Jean-Claude's system ALEKS does exactly that. The first half of the book consists of reports of experience with ALEKS and similar systems for different groups of students and different subject areas. The second half (which is where I come in) is more mathematical, and includes several chapters on the theory of these systems. My own two chapters (heavily revised from a preprint I put on the arXiv a few years ago) describe the algorithms you need to implement to make such a system work. The first of the two chapters is primarily about an efficient computer representation of antimatroids in terms of their basic words (in learning terms, different ways to order the lessons of a subject so that, whenever a lesson is presented, students who have learned the previous lessons are ready to learn it), and algorithms that use this representation to generate all of the sets in the antimatroid (a key subroutine for the Bayesian assessment algorithm). My other chapter is about modifying knowledge spaces, for instance by restricting to a subset of the possible lessons, in order to make these spaces small enough for the algorithms run quickly.
"Set-Difference Range Queries" (with Mike Goodrich and Joe Simons, arXiv:1306.3482) is about data structures for keeping track of multiple point sets in the same geometric space, and determining how two sets differ within some region of the space. The basic idea is to combine the spatial decompositions commonly used for range searching with sketches of the data associated with each node of the decomposition; one of the sketches we use is the invertible Bloom filter from my work with Mike at WADS'07.
"Universal Point Sets for Planar Graph Drawings with Circular Arcs" (with Patrizio Angelini, Fabrizio Frati, Michael Kaufmann, Silvain Lazard, Tamara Mchedlidze, Monique Teillaud and Alexander Wolff) is about universal point sets, sets of points in the plane that can be used as the vertices for planar drawings of all possible n-vertex planar graphs.

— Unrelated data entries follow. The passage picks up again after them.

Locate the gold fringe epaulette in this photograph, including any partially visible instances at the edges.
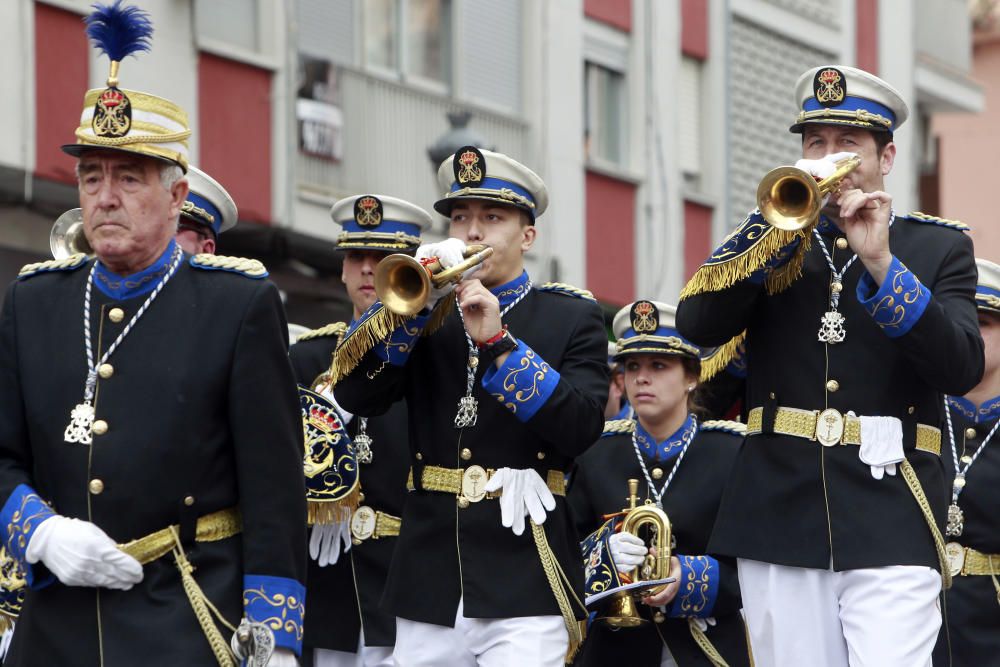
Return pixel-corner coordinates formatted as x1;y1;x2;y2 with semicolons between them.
295;322;347;343
191;253;267;280
535;283;597;302
701;331;747;382
698;419;747;435
906;217;972;232
17;252;87;280
601;419;635;438
330;303;411;384
680;211;811;301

For drawings in which the edges are straight line segments, universal point sets generally have to have more than n points, and determining how many points are needed is a big open problem. But one can also consider universal point sets for other drawing styles; for instance, it was known that every strictly convex curve in the plane contains a set of n points that is universal for drawings in which each edge is drawn as a polyline with at most one bend. These polylines could be approximated by hyperbolic arcs, giving a drawing with very simple smooth curves for each edge, but maybe one could use curves that are even more restricted. In this paper we show that this is true for circular arcs: a certain set of n points on a parabola is universal for circular-arc drawings of planar graphs. It's purely a theoretical result, though, as the vertices are too unevenly spaced and the edges too tightly packed into a neighborhood of the parabola for these drawings to be useful as visualizations.
ETA: Sariel Har-Peled has also posted some photos from his trip to the conference.